Professor Scheper-Hughes's challenge to the graduates is inspiring, but how do we extend the passion of a "rare and true vocation" into the public sphere?
In anthropology scholars now employ social media to make our science more "public." We use Facebook and Twitter to circulate through our networks news or research results that we consider important. There are scores of anthropological blogs, both individual and group efforts, through which writers attempt to bring anthropological insights to larger and more diverse audiences. Scholars have also been using social media to spread the word about their own essays and books--all in the attempt to reach broader audiences. If you add to these efforts, documentary films about the challenges of contemporary social life, the picture is clear: there's a great deal of social science "out there."
But is this public outreach effective? Does it have an impact on entrenched racist, homophobic or xenophobic belief? Can it promote social or political change? Does it make a difference? Public scholarship has become a more important element in the contemporary academy. Even so,most public scholarship has a limited reach. Very little of it transcends disciplinary boundaries. Even less of it trickles into public discourse. In most public scholarship, then, we often talk to ourselves about issues of specialized appeal.
In these challenging times, how can scholars better extend their knowledge to the general public?

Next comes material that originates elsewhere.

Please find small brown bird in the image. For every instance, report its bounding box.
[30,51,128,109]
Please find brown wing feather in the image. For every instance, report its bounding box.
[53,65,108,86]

Here are a few suggestions.
1. Create summer institutes in public scholarship. Writing for the public is a skill that can be developed. If there are writing institutes younger scholars can learn how to better extend their knowledge to the public.
2. Train scholars in evocative writing and representation. Evocative writing underscores the power of narrative to connect writers to their readers--a fundamental necessity for social and cultural change.
3. Blogging. Conduct blogging workshops to demonstrate the capacity of a well-crafted blog to reach thousands upon thousands of readers.
4. Support documentary film projects.. Documentary films also showcase narratives that speak to the human struggle for social dignity and well being. As the late Jean Rouch, champion of cinema verite, liked to say, the language of film is immediately and movingly accessible to almost any audience. It can be a powerful medium of representation.
5. Support exhibitions and installations. Thousands of people regualry visit culturally contoured museum exhibitions and installations, many of which speak to the issues--climate change, race, intolerance, mass migration, cultural difference--that will shape--in one way or another--our future.
Substantive change takes time and these suggestions will not immediately bring clear progress in the quest for a more perfect union and a more peaceful world. Even so, troubled times compel scholars to try a different tack--writing or filming stories that connect with the public in a way--perhaps in an unabashedly visceral way--that propels us toward new awareness, a change of direction or even a change of heart. To confront our considerable social challenges we scholars have the obligation to use our unique experience in the world to tell stories that resonate, stories that demonstrate how difference makes a difference in the quality of life.
If the story is a good one, it can provoke change and eventually make the world a little bit better place to live.
This path may well be a long one filled with frustration and disappointment. No matter where it leads, it is our scholarly obligation to follow it.